Dave Graybill - 7/28/2012
Sockeye fishing on the Upper Columbia River is dominating the fishing scene here in Central Washington. An all-time record number of sockeye are making their way up stream, and although the counts at Bonneville Dam are starting to dwindle, they are coming over the upper river dams at as many as 20,000 per day. Excellent numbers of them are already in our area, but we still can expect a couple hundred thousand more fish to move up the Columbia on their way up the Okanogan River.
I fished the Brewster Pool recently, with my fishing buddy Rollie Schmitten from Lake Wenatchee, and learned some important things about when and how to catch sockeye in this part of the river. The first I would recommend to anglers who want to maximize their time on the water is to be on the fishing grounds early in the morning. We talked to a lot of anglers and the ones that were getting limit numbers of sockeye were trolling at first light. The action can be fast and furious the first few hours, but it gradually tapers off as the day brightens. We fished the afternoon one day and had very limited success. The following day we were on the water by 6:30 or so and were kicking ourselves for not being their earlier.

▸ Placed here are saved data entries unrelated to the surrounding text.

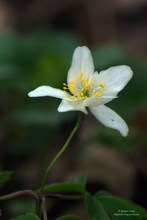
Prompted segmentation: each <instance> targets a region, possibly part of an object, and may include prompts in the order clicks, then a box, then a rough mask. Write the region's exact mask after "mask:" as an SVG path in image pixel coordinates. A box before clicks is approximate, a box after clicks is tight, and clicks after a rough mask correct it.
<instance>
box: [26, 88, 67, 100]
mask: <svg viewBox="0 0 147 220" xmlns="http://www.w3.org/2000/svg"><path fill="white" fill-rule="evenodd" d="M28 96H30V97H41V96H51V97H56V98H60V99H63V98H65V99H68V98H69V95H68V94H67V93H66V92H64V91H62V90H60V89H56V88H53V87H50V86H40V87H38V88H37V89H35V90H33V91H31V92H29V93H28Z"/></svg>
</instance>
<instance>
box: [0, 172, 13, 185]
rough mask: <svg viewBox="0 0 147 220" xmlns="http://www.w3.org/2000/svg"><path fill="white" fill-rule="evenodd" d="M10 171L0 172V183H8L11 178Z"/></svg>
mask: <svg viewBox="0 0 147 220" xmlns="http://www.w3.org/2000/svg"><path fill="white" fill-rule="evenodd" d="M12 173H13V172H12V171H4V172H0V183H5V182H7V181H9V180H10V179H11V177H12Z"/></svg>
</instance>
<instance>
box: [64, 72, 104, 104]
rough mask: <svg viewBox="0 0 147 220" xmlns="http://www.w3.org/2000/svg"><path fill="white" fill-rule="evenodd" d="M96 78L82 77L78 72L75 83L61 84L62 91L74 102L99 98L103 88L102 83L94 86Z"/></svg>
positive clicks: (70, 81) (64, 83)
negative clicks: (71, 96) (70, 98)
mask: <svg viewBox="0 0 147 220" xmlns="http://www.w3.org/2000/svg"><path fill="white" fill-rule="evenodd" d="M95 82H96V78H89V77H84V76H83V73H82V72H80V73H79V74H78V76H77V78H76V81H74V80H72V81H70V82H69V83H68V85H67V84H65V83H63V90H64V91H66V92H68V93H69V94H70V95H71V96H72V98H74V99H76V100H81V99H86V98H88V97H95V98H97V97H100V96H102V92H103V91H104V90H105V87H104V85H103V83H102V82H100V83H99V84H96V83H95Z"/></svg>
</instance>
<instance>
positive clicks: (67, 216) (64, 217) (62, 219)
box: [57, 215, 80, 220]
mask: <svg viewBox="0 0 147 220" xmlns="http://www.w3.org/2000/svg"><path fill="white" fill-rule="evenodd" d="M57 220H80V218H79V217H76V216H73V215H65V216H62V217H59V218H57Z"/></svg>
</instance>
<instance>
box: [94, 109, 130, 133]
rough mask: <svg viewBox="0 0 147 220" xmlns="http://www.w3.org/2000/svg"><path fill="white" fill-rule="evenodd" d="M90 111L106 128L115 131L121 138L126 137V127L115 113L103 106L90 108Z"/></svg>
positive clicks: (124, 121)
mask: <svg viewBox="0 0 147 220" xmlns="http://www.w3.org/2000/svg"><path fill="white" fill-rule="evenodd" d="M90 111H91V112H92V114H93V115H94V116H95V117H96V118H97V119H98V120H99V121H100V122H101V123H102V124H104V125H105V126H106V127H109V128H114V129H117V130H118V131H119V132H120V133H121V134H122V136H124V137H125V136H127V134H128V131H129V129H128V126H127V124H126V123H125V121H124V120H123V119H122V118H121V117H120V116H119V115H118V114H117V113H116V112H114V111H113V110H111V109H110V108H108V107H106V106H104V105H101V106H98V107H90Z"/></svg>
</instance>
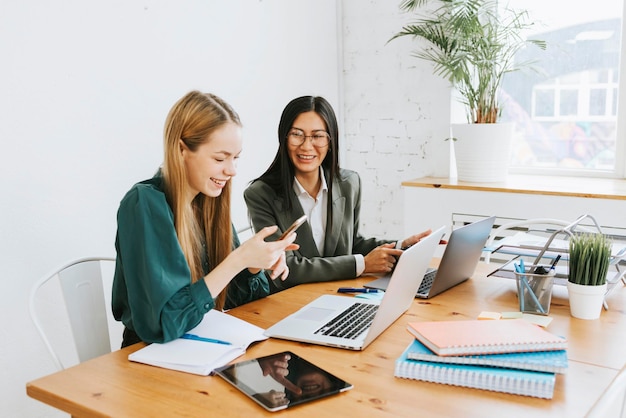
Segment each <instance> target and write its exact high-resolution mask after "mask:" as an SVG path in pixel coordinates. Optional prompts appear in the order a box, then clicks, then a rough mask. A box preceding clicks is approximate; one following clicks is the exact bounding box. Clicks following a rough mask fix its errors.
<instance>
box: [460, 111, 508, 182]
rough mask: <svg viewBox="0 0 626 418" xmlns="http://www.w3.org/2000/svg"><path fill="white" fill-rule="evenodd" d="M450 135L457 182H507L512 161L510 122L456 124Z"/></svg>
mask: <svg viewBox="0 0 626 418" xmlns="http://www.w3.org/2000/svg"><path fill="white" fill-rule="evenodd" d="M452 136H453V137H454V138H455V141H454V155H455V157H456V169H457V178H458V179H459V180H460V181H467V182H475V183H490V182H501V181H505V180H506V177H507V175H508V170H509V161H510V159H511V138H512V136H513V124H512V123H462V124H461V123H455V124H452Z"/></svg>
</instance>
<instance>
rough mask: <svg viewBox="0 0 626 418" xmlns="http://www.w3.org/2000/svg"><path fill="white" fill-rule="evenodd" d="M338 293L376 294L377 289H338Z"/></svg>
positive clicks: (360, 288) (355, 287) (346, 288)
mask: <svg viewBox="0 0 626 418" xmlns="http://www.w3.org/2000/svg"><path fill="white" fill-rule="evenodd" d="M337 292H339V293H378V289H367V288H364V287H340V288H339V289H337Z"/></svg>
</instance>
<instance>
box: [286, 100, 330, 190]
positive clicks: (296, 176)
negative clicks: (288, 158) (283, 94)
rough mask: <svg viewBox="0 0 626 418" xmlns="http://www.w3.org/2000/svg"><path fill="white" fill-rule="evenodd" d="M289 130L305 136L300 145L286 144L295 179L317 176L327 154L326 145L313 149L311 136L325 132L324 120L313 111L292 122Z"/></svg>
mask: <svg viewBox="0 0 626 418" xmlns="http://www.w3.org/2000/svg"><path fill="white" fill-rule="evenodd" d="M291 128H292V130H297V131H301V132H303V133H304V135H305V136H306V138H304V142H303V143H302V145H293V144H291V143H289V142H288V143H287V149H288V152H289V158H290V159H291V161H292V162H293V165H294V168H295V174H296V177H298V178H300V177H307V176H309V175H317V173H319V167H320V165H321V164H322V161H324V158H326V154H328V145H326V146H325V147H314V146H313V141H312V138H311V136H312V135H314V134H315V133H316V132H326V129H327V128H326V124H325V123H324V120H323V119H322V118H321V116H319V115H318V114H317V113H315V112H314V111H309V112H304V113H301V114H300V115H298V117H297V118H296V119H295V120H294V121H293V125H292V127H291Z"/></svg>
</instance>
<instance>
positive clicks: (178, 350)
mask: <svg viewBox="0 0 626 418" xmlns="http://www.w3.org/2000/svg"><path fill="white" fill-rule="evenodd" d="M186 335H187V336H190V337H189V338H178V339H176V340H173V341H170V342H167V343H164V344H158V343H152V344H150V345H148V346H146V347H144V348H142V349H140V350H137V351H135V352H134V353H131V354H130V355H129V356H128V359H129V360H131V361H136V362H139V363H145V364H150V365H152V366H158V367H164V368H166V369H172V370H178V371H182V372H187V373H193V374H199V375H203V376H206V375H209V374H210V373H211V372H212V371H213V369H215V368H217V367H221V366H223V365H225V364H227V363H228V362H230V361H231V360H234V359H236V358H237V357H239V356H241V355H242V354H244V353H245V352H246V349H247V348H248V346H249V345H250V344H252V343H253V342H255V341H261V340H266V339H267V337H266V336H265V335H263V328H259V327H257V326H256V325H252V324H250V323H248V322H246V321H243V320H241V319H239V318H235V317H234V316H232V315H229V314H227V313H224V312H222V311H218V310H215V309H211V310H210V311H209V312H207V313H206V314H205V315H204V318H203V319H202V321H201V322H200V324H198V325H197V326H196V327H195V328H193V329H191V330H190V331H189V333H188V334H186Z"/></svg>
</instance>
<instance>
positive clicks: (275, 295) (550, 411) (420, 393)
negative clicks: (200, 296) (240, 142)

When you’re on the water better have the right set up. I may be repeating myself here, but it is important to have the right gear. That means a size 0 chrome dodger, and I am using ones that have a cross-hatched, reflective inset. Behind the dodger we had very good success with the Macks Lure Cha Cha Sockeye rig. This has a combination of a Smile Blade, a couple of beads, a squidder or small hoochie and two red hooks tied on the business end. If you can’t find these off the shelf and need to make your own, you can buy small hoochie bodies separately and I would use size 1 red hooks. Leaders should be 15 to 18 inches in length, so the dodge imparts a good action to the bait. Leaders can be tied on heavy test line, too. It is not unusual to hook a king on this set up, and you want to have a chance at landing one if that happens. We also found it is very important to add a small, died coon shrimp on the lead hook, and give it a shot of Graybill’s Guide Formula Salmon scent.
When fishing below the mouth of the Okanogan River, we had our best success trolling up stream and into the current. It is hard to gauge your speed when pushing against a varying current, but if I was reading point 0 9 on my Lowrance GPS unit I was in the ballpark. I would also recommend that you run your baits at 15 to 20 feet on the downriggers.

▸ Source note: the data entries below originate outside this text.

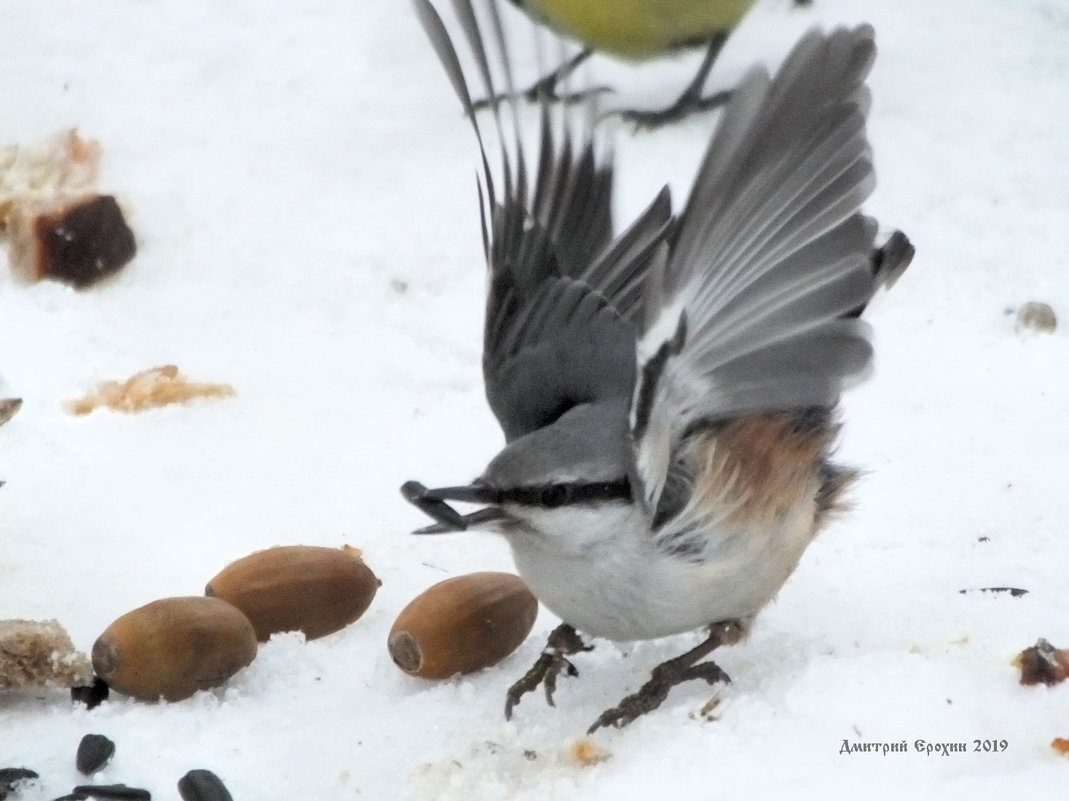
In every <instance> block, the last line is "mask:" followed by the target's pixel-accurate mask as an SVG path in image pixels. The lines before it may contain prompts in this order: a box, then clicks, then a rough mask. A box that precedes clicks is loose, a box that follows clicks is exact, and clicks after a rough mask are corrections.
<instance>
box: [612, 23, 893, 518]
mask: <svg viewBox="0 0 1069 801" xmlns="http://www.w3.org/2000/svg"><path fill="white" fill-rule="evenodd" d="M874 52H876V47H874V44H873V41H872V30H871V29H870V28H868V27H867V26H863V27H859V28H856V29H854V30H843V29H840V30H836V31H834V32H833V33H832V34H830V35H825V34H823V33H820V32H816V31H815V32H810V33H808V34H807V35H806V36H805V37H804V38H803V40H802V41H801V42H800V43H799V44H797V45H796V46H795V48H794V49H793V51H792V52H791V55H790V56H789V57H788V59H787V61H786V62H785V64H784V65H783V67H781V68H780V70H779V72H778V73H777V75H776V77H775V79H770V78H769V76H768V74H766V73H764V72H763V71H761V70H755V71H754V72H752V73H750V74H749V75H748V76H747V77H746V78H745V79H744V80H743V81H742V82H741V83H740V84H739V86H738V87H737V88H735V90H734V92H733V95H732V98H731V101H730V103H729V105H728V106H727V108H726V109H725V112H724V117H723V118H722V120H721V123H719V126H718V128H717V130H716V134H715V136H714V137H713V140H712V141H711V143H710V147H709V149H708V151H707V153H706V156H704V160H703V163H702V165H701V168H700V170H699V173H698V175H697V178H696V180H695V184H694V187H693V189H692V192H691V197H690V199H688V201H687V203H686V206H685V209H684V211H683V213H682V215H681V216H680V219H679V222H678V229H677V232H676V234H675V237H673V240H672V243H671V251H670V255H669V257H668V259H667V260H666V261H665V262H664V263H663V264H659V265H656V266H655V268H653V269H651V271H650V272H649V274H648V276H647V279H646V284H645V287H644V310H642V311H644V313H642V320H641V336H640V338H639V342H638V354H639V356H638V367H639V371H640V379H639V381H638V384H637V386H636V390H635V395H634V399H633V404H632V411H631V423H632V432H633V436H634V440H635V443H636V449H637V453H636V461H637V466H638V472H639V477H640V479H641V482H642V488H644V495H645V498H646V500H647V503H648V505H649V508H650V509H654V508H656V504H657V500H659V498H660V496H661V491H662V489H663V487H664V483H665V480H666V474H667V472H668V469H669V467H670V462H671V460H672V455H673V453H675V452H676V448H677V447H678V445H679V443H680V441H681V440H682V438H683V437H684V436H685V435H686V434H687V433H688V432H691V431H694V430H696V429H697V428H700V427H702V426H704V425H708V423H709V422H712V421H715V420H717V419H723V418H726V417H731V416H735V415H739V414H745V413H760V412H769V411H787V410H793V409H802V407H808V406H830V405H833V404H834V403H835V402H836V401H837V399H838V396H839V392H840V390H841V387H842V384H843V382H845V381H846V380H848V379H849V378H850V376H853V375H856V374H858V373H861V372H863V371H864V370H865V369H866V368H867V366H868V364H869V360H870V355H871V352H870V345H869V342H868V338H867V330H866V328H865V326H864V324H863V323H861V322H859V321H857V320H856V319H847V318H846V315H848V314H849V313H850V312H851V311H852V310H856V309H858V308H862V307H864V305H865V304H866V303H867V302H868V301H869V299H870V297H871V295H872V293H873V291H874V289H876V279H874V277H873V275H872V271H871V268H870V266H869V259H870V255H871V251H872V241H873V236H874V233H876V225H874V222H873V221H872V220H870V219H868V218H866V217H864V216H862V215H861V214H859V212H858V210H859V207H861V204H862V202H863V201H864V200H865V198H866V197H867V196H868V194H869V192H870V191H871V189H872V186H873V181H874V179H873V171H872V166H871V163H870V160H869V149H868V143H867V140H866V135H865V115H866V113H867V109H868V91H867V89H866V87H865V84H864V81H865V77H866V75H867V74H868V71H869V68H870V66H871V64H872V60H873V58H874Z"/></svg>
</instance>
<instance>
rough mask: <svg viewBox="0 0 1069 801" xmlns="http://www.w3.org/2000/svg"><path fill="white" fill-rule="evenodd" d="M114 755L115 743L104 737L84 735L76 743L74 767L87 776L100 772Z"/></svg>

We spent most of our time trolling well below the mouth on the Highway 97 side of the channel below the Okanogan River. We would run up to the point and slide back down, but had better luck trolling up stream and although there are boats clear down to the bend in the channel, we started progressively higher. At one point Schmitten noticed quite a few fish rolling just off the shore. We were able to get within a short distance of the shore and still keep 30 feet of water under the boat. Passing through these rolling fish did put fish in the box, and I would watch for this activity. It will come and go as fish move through the pool. One last suggestion is to have a long-handled net along. Just like kokanee, these fish go crazy when they get near the boat and a long reach helps put more sockeye in the fish box.
Not only is the sockeye fishing tremendously good in the Brewster Pool, there are some nice kings being taken now, too. Everything is coming together for another great Budweiser-Lowrance King Salmon Derby in Brewster on August 3rd through the 5th. This is the biggest and oldest salmon derby in our region, and not only has the reputation for good in fishing the first week of August most years, people have been coming to this one year after year just for the fun of it. The derby is very well organized. There will be well over $20,000.00 in cash and prizes handed out at this one this year. If you haven’t participated in the derby, this would be a great year to do it. Get all the details at brewstersalmonderby.com.
I hope you all enjoyed the seminar at Town Ford and I wanted to let you know about another seminar that is coming up in August at Bob Feil Boats and Motors. Mike Campbell is going to be at the store on Sunset Highway on Wednesday, August 22nd, starting at 6 p.m. Campbell will be bringing his boat, which is a traveling showcase of all the latest and greatest electronics available from Lowrance, and he will also doing a presentation and will be available for questions. We are very pleased that Campbell has been able to fit this visit to Wenatchee into his schedule, and I wouldn’t miss this one.
While salmon fishing is getting most of the attention right now, I want to let anglers know that the smallmouth bass fishing on Banks Lake is the best I’ve seen in years. Not only can you catch bunches of them they are much larger than in past seasons. I can’t wait to get back up there. It’s tremendous fun!